Его ставший надменно-снисходительным взгляд замер на огрубелой жесткой длани Маржерета, которой тот медленно вращал кубок, чтобы разглядеть узоры. Много крови пролила наемная рука, многие правители в ней нуждались. Служил Маржерет и цесарю Священной Римской империи на Балканах, и польскому королю, и Годунову, и обоим русским самозванцам, и снова Польше. Все ему платили за кровь. Но британская корона заплатит за иное: никто из иноземцев не знает о Московии больше, чем бывалый француз. Меррик читал его записки и высоко оценил их. Но он знал, что записки — только малая доля наспех переложенных на бумагу наблюдений и что капитан не из тех, кто будет хранить секреты, посчитав за измену и бесчестие разглашение их. Наемник есть наемник.
— Фист из ауа коншенс, — словно бы в забытьи перейдя на родной язык, заговорил Меррик, — энд ло из ауа сод. Белл, дис воз сэд бай Шейкспиа. О сомфин лайк дис. [27] Кулак нам — совесть, а закон нам — меч. Кажется, так было сказано Шекспиром, или что-то вроде этого (англ.)
Маржерет насторожился. Посол не без умысла проявил неучтивость, позволив себе запамятовать, что его гость не понимает по-английски, а даже малого небрежения к себе капитан не терпел. Не такой уж он простак, чтобы предоставить полную возможность англичанам помыкать им. Маржерет резко щелкнул ногтем по кубку.
— Я хотел спросить, кэптен, — заерзал в кресле посол, пытаясь сгладить допущенную оплошность. — Я хотел спросить: долго быть смуте в Московии? То гораздо важно…

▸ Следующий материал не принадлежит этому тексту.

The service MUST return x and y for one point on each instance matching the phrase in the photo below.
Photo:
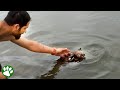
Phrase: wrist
(54, 51)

— Сму-ута? — протянул Маржерет, думая, как повести себя, и в отместку послу заговорил по-французски. — С'эт энтерминабль Сэнт Бартоломе. Лe московит мэм нё сон па капабль де мэтр де л'ордр шез ё. Лё руа полонэ нон плю не пурра лез эдэ. Иль аттизра лё пасьон анкор давантаж. Сэ сольда нё сон к'юн банд дэзордонэ. Иль люи обеисс маль. Он а безуэн д'юн отр форс пюиссант… [28] Это бесконечная Варфоломеевская ночь. Сами московиты не способны навести у себя порядок. Польский король тоже не поможет им. Он еще больше разожжет страсти. Его войско — бестолковый сброд и плохо повинуется ему. Необходима другая крепкая сила… (франц.)
— Браво! — засмеялся и постукал ладонью о ладонь восхищенный находчивостью Маржерета посол. — Долг платежом красен, так говорят московиты… Кэптен не должен сердиться. Я не имел зло.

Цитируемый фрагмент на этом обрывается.